Als uns abends der Hunger auf die Straße treibt, sehen wir vor dem Hotel einen alten Jaguar. Sein 20-jähriger Fahrer heißt Adnan. Sein Onkel hat ihm das Auto geliehen, damit er Fremde herumfahren kann. Wir fragen, ob er uns zu einem Hotel bringen kann, im dem es etwas zu essen gibt. In unserem gerade erst wiedereröffneten Hotel ist nicht einmal Kaffee vorhanden.
Adnan nickt glücklich. Er will durch seine Hilfe für Fremde Teil der Revolution werden. Leider ist er kein guter Autofahrer. Schon nach 20 Metern fährt er eine Schranke um und verbeult das Auto seines Onkels. Dennoch bringt er uns stolz zum Corinthia-Hotel. Dort soll es zu essen geben. Die Restaurants von Tripolis sind alle noch geschlossen.
Im Corinthia-Hotel stürzen wir sofort zum Buffet. Doch es ist leer gegessen. Mit einem langen Suppenlöffel fischen wir aus den tiefen Töpfen einige fast schon vertrocknete Makkaroni, ein halb abgegessenes Hühnerbein und drei Fischköpfe. Wasser gibt es gar keines. Es ist 20 Uhr, das Buffet war kurz nach 19 Uhr eröffnet worden. Das spärliche Essen hatte nicht einmal für eine Dreiviertelstunde gereicht.
Die Makkaroni teilen wir uns fair. Fünf bekommt Julia, fünf ich. Das halbe Hühnerbein hat Julia schon am Buffet abgenagt. Die Fischköpfe legen wir zurück.

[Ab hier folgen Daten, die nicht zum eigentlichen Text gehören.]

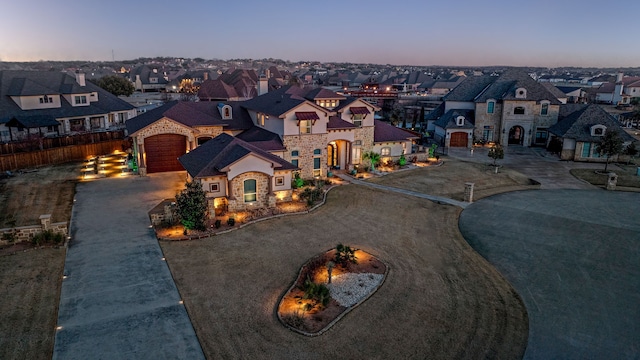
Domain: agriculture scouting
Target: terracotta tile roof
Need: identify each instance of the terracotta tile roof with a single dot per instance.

Am Zahlschalter will der Kassierer pro Mahlzeit vierzig Euro. Ich bekomme einen verzweifelten Lachanfall. Das wären acht Euro pro Makkaroni, rechne ich ihm vor. Jetzt muss auch er lachen. »Revolutionspreise«, sagt er und winkt uns durch. Ich gebe ihm zehn Euro, weil er so nett ist.
Dann verspeisen wir ganz langsam unsere fünf Makkaroni. Am Nachbartisch sitzt amüsiert eine etwa 55-jährige amerikanische US -Journalistin. Mary Colvin trägt eine schwarze Augenklappe. Wie ein weiblicher Pirat. Ihr spannendes Leben wird nur noch fünf Monate dauern. Am 22. Februar 2012 wird sie in Baba Amr, im syrischen Homs, von einer Rakete getötet.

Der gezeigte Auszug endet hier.